German Chancellor Olaf Scholz has voiced skepticism about Kiev receiving the jets anytime soon
Western countries have already started to train Ukrainian pilots in Europe to fly US-designed F-16 fighter jets, EU foreign policy chief Josep Borrell confirmed on Tuesday.
Speaking prior to the EU Foreign Affairs Council meeting, the diplomat said that he was "happy that finally the training of pilots of F-16 has started in several countries," mentioning Poland in particular.

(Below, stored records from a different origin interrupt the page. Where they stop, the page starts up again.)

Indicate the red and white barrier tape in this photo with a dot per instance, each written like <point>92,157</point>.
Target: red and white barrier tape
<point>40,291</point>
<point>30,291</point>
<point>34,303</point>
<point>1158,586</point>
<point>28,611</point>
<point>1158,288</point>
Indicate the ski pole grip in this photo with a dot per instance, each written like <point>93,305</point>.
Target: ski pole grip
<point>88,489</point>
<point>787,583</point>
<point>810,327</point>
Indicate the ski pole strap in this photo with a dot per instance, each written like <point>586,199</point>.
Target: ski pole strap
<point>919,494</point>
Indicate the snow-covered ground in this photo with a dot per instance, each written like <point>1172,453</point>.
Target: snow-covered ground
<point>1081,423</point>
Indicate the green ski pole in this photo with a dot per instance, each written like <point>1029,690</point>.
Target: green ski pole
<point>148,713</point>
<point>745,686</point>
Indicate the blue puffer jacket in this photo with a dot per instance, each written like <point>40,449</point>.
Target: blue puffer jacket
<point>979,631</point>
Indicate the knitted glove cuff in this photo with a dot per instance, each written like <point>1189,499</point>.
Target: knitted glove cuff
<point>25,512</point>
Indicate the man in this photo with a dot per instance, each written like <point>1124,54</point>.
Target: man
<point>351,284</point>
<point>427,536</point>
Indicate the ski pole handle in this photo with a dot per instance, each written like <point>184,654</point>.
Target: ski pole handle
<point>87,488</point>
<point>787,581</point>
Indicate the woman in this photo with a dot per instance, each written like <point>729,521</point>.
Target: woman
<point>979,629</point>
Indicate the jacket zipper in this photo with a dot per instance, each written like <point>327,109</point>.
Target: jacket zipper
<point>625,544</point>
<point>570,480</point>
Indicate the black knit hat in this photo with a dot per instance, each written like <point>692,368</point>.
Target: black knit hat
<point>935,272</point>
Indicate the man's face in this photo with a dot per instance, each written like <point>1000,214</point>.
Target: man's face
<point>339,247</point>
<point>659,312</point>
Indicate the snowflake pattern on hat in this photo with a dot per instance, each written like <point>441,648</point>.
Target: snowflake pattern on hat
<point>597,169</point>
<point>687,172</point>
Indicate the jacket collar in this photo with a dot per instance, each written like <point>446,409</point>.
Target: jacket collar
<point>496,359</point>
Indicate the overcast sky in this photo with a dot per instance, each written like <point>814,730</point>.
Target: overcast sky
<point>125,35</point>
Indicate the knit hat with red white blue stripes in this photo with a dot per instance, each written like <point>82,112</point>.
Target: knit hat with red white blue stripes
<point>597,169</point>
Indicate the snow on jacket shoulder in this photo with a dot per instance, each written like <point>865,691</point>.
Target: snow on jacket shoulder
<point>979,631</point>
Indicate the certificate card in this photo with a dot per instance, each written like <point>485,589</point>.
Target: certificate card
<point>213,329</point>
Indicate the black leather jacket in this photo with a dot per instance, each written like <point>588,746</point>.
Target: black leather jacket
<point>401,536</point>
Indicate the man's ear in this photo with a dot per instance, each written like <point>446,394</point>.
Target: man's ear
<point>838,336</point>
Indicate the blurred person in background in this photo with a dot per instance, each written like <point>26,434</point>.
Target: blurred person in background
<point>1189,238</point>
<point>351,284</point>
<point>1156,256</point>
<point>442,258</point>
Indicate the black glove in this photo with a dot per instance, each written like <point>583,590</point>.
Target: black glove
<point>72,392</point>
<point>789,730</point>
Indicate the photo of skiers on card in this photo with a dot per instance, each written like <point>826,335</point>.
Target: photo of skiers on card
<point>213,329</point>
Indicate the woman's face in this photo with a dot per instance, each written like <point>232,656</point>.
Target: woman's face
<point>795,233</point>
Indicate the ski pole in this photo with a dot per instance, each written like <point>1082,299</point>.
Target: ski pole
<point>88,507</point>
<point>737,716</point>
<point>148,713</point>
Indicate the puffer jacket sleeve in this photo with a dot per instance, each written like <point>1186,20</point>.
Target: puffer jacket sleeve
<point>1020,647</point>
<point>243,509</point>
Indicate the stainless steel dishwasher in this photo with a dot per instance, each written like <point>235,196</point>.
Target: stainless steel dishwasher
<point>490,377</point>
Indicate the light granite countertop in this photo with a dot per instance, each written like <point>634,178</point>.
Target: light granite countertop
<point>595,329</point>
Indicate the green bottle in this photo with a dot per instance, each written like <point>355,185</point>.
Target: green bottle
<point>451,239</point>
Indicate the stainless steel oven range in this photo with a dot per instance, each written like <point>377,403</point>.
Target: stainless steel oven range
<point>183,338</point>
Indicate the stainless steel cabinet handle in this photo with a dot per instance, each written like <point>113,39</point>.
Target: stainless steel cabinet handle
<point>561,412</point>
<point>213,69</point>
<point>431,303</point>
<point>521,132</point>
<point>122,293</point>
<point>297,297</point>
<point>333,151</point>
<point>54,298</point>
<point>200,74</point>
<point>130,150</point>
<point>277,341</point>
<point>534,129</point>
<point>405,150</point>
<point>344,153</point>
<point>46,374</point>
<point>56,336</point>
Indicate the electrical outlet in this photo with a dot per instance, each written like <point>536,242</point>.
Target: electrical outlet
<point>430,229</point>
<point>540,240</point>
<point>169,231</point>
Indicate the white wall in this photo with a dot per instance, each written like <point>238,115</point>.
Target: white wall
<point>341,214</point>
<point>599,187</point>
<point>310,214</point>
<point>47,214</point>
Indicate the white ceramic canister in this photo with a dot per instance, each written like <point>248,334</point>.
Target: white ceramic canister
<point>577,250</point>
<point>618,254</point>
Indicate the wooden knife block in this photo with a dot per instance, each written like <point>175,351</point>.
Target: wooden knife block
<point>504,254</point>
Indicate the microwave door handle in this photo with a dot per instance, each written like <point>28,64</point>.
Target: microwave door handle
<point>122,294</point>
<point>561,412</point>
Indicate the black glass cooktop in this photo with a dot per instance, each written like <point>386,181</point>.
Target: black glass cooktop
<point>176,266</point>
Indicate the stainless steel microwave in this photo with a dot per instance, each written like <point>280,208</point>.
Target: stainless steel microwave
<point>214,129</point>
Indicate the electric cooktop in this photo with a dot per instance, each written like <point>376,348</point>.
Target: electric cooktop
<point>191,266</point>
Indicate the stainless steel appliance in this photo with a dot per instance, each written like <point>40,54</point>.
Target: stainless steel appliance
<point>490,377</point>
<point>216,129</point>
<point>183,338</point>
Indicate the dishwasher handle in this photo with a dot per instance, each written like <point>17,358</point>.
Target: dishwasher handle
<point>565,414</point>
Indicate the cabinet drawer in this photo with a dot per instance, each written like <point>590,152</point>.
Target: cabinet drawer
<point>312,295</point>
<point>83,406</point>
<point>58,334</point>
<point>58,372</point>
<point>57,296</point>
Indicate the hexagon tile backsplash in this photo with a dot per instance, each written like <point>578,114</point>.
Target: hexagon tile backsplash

However, he would not say how many Ukrainians are being taught to fly the aircraft, or which other countries are currently laying the groundwork for such efforts.
He went on to concede that the training "will take time," adding that this step would open the door for the jets to eventually be provided to Ukraine.
Borrell also compared the deliberations about sending Western-made modern jets to Kiev with the push to provide Ukraine with Leopard main battle tanks, saying that "in the beginning everybody is reluctant," but then "the decision comes to provide this military support because it is absolutely needed for Ukraine to continue defending."
However, on Sunday, German Chancellor Olaf Scholz dampened expectations about Kiev receiving the jets in the near future, noting that the pilot training program "is a long-term project," and the US still has not decided what to do after it is completed.
On Friday, the administration of US President Joe Biden voiced support for a joint program to train Ukrainian pilots on modern jets such as F-16s, with a senior White House official saying that "we will work with our allies to determine when planes will be delivered, who will be delivering them, and how many."
UK Prime Minister Rishi Sunak welcomed Washington's stance on the matter, announcing that Britain will work together with the US, the Netherlands, Belgium, and Denmark to "get Ukraine the combat air capability it needs."
Ukraine has been demanding modern fighter jets for months, with commanders claiming that with F-16s in their arsenal they "will win this war." However, on Monday, US Air Force chief Frank Kendall said that the fighters won't be a "game-changer" for Ukraine because airpower is not playing a decisive role in the ongoing conflict.
Meanwhile, commenting on potential F-16 deliveries to Ukraine, Russian Deputy Foreign Minister Aleksandr Grushko said that Western countries "are sticking to the escalation scenario," and that such actions are "fraught with colossal risks for themselves."